A inclusão e a exclusão são importantes porque a crise na Califórnia não diz respeito apenas à água não alocada. Isto tem a ver com o facto de mais de um milhão de californianos ainda não terem acesso seguro a água potável, um fracasso CalMatters documentou ao encobrir a fraca implementação por parte do governo dos seus próprios direitos humanos à lei da água. Os indivíduos afectados têm rendimentos díspares e pertencem a comunidades de cor, muitas vezes em áreas que geram um valor agrícola significativo a partir da água.
Quando falamos de descentralização sem nomear estas comunidades, ignoramos o seu sofrimento e corremos o risco de tratá-las como estranhos à economia, em vez de parceiros centrais que enfrentam injustiças que devem ser abordadas.
A carta extraviada lembra aos leitores que muitos dos principais direitos à água da Califórnia remontam à Corrida do Ouro e aos primeiros assentamentos de terras; Estes direitos tornaram-se mais importantes ao longo do tempo porque eram fiáveis e a fiabilidade tornava possível o investimento em culturas de longo prazo. Em termos económicos, isto pode ser visto como capital complementar e maior produtividade, mas em termos políticos parece ser um sistema onde os interesses herdados são reforçados.
As alterações climáticas na era da IA podem exacerbar estas divisões. À medida que as secas se tornam mais frequentes e graves, aqueles que têm direitos de longa data e infra-estruturas profundas continuarão a ter acesso à água; aqueles com direitos inferiores, poços domésticos ou pequenos sistemas enfrentarão escassez, poluição e choques de preços mais frequentes. Se alimentarmos esta escala com modelos de IA construídos para melhorar a eficiência económica sem considerar a justiça, eles apenas aprofundarão estes padrões.

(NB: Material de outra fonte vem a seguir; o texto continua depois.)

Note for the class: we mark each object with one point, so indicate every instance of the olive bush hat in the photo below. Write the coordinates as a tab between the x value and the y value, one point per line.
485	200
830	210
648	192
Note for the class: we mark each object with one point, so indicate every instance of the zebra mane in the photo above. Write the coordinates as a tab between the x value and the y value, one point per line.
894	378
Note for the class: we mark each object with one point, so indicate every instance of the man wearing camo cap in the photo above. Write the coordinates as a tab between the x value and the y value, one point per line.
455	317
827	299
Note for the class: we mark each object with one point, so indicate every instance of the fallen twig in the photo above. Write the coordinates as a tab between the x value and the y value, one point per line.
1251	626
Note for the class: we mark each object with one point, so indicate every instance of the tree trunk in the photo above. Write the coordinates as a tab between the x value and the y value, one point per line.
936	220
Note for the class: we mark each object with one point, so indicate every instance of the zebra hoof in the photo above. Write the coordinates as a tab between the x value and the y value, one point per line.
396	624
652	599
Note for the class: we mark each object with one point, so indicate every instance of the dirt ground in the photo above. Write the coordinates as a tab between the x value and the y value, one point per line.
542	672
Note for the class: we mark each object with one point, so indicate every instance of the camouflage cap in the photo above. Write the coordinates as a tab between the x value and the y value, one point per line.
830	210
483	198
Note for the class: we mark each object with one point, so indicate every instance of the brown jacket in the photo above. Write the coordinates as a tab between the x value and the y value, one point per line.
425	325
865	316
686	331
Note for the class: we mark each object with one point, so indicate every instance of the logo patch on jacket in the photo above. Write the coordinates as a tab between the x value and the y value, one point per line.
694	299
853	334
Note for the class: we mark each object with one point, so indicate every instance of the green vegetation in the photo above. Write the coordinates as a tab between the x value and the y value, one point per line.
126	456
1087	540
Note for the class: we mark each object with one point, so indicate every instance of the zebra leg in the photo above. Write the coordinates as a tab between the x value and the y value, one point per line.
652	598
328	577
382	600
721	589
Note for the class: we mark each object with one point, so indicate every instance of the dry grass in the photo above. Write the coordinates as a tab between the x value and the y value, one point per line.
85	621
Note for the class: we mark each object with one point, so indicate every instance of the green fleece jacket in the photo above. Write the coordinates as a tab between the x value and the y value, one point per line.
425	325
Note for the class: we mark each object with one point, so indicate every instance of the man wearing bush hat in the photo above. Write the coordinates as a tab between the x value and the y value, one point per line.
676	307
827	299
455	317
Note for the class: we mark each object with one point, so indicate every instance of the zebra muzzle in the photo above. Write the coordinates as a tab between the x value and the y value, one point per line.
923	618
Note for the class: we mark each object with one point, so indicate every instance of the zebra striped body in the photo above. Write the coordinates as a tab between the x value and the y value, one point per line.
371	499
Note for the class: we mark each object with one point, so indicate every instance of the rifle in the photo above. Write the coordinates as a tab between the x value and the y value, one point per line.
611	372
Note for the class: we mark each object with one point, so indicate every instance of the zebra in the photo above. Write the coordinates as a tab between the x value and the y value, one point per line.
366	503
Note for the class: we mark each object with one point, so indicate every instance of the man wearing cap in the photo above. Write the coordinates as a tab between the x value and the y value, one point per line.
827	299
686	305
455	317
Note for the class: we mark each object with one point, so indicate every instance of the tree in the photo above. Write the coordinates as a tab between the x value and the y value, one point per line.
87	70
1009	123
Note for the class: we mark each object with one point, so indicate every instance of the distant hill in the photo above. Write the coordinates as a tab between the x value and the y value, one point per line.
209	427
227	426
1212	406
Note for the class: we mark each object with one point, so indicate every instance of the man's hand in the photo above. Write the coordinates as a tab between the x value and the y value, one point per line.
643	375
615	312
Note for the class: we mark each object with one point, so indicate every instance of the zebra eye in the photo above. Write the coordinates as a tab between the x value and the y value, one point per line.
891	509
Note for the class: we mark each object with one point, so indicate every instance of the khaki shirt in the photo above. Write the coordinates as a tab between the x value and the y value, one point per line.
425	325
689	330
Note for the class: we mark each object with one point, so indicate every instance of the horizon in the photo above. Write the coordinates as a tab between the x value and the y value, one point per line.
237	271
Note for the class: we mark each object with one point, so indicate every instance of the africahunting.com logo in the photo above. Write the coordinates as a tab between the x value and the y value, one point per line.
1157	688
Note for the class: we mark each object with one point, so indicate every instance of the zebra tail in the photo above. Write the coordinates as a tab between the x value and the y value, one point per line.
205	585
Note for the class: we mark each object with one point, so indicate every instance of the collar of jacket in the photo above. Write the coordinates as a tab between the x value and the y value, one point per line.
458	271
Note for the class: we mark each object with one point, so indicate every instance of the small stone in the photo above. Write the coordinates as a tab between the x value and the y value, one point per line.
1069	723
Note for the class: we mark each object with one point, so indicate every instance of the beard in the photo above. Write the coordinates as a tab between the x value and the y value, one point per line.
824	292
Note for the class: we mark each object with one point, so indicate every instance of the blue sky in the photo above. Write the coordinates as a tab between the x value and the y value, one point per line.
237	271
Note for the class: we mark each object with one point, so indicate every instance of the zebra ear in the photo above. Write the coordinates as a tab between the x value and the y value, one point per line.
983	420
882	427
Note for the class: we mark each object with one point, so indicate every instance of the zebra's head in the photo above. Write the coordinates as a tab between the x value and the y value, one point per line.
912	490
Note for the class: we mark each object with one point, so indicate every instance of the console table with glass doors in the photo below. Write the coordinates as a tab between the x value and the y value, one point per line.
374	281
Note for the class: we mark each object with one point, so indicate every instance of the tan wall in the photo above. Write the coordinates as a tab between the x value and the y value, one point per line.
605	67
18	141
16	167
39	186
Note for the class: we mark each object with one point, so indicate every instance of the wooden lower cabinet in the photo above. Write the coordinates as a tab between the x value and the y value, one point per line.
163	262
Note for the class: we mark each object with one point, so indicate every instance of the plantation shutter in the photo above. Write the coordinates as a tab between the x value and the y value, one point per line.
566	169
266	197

Quais são as outras opções? Uma opção é seguir a lógica da “eficiência” para justificar novas transferências dispendiosas, como a proposta Central Eléctrica de Bethany River e a expansão do comércio de água entre os actuais detentores de direitos. Outra opção é considerar a análise recente como uma confirmação técnica de que o sistema actual é frágil e doentio, e utilizá-la para defender mudanças mais profundas.
Relatórios como o do Climate and Community Institute “Encontrando justiça hídrica na Califórnia” já delineou como poderão ser as mudanças mais profundas: dar prioridade às necessidades humanas e aos fluxos ambientais, ao reconhecimento legal e à fixação dos direitos das pessoas à água, à democratização da gestão da água e à reforma dos preços e do planeamento, para que as comunidades mais afectadas pelos riscos climáticos sejam protegidas em primeiro lugar, e não em último lugar.
Um artigo recente fornece um mapa detalhado das actuais perturbações no domínio da água, do capital e das infra-estruturas. Se pararmos no chamado sucesso, usaremos este mapa para transferir mais água para os jogadores poderosos que se beneficiaram até agora. Se começarmos pela justiça, podemos usar as mesmas provas para iniciar uma conversa completamente diferente sobre a importância do sistema de água da Califórnia e para quem ele representa num mundo em aquecimento.
David Sathuluri é advogado de justiça climática e pesquisador do Observatório Terrestre Lamont-Doherty da Universidade de Columbia, onde Marco Tedesco é professor pesquisador e dirige o Laboratório de IA, Clima e Sociedade.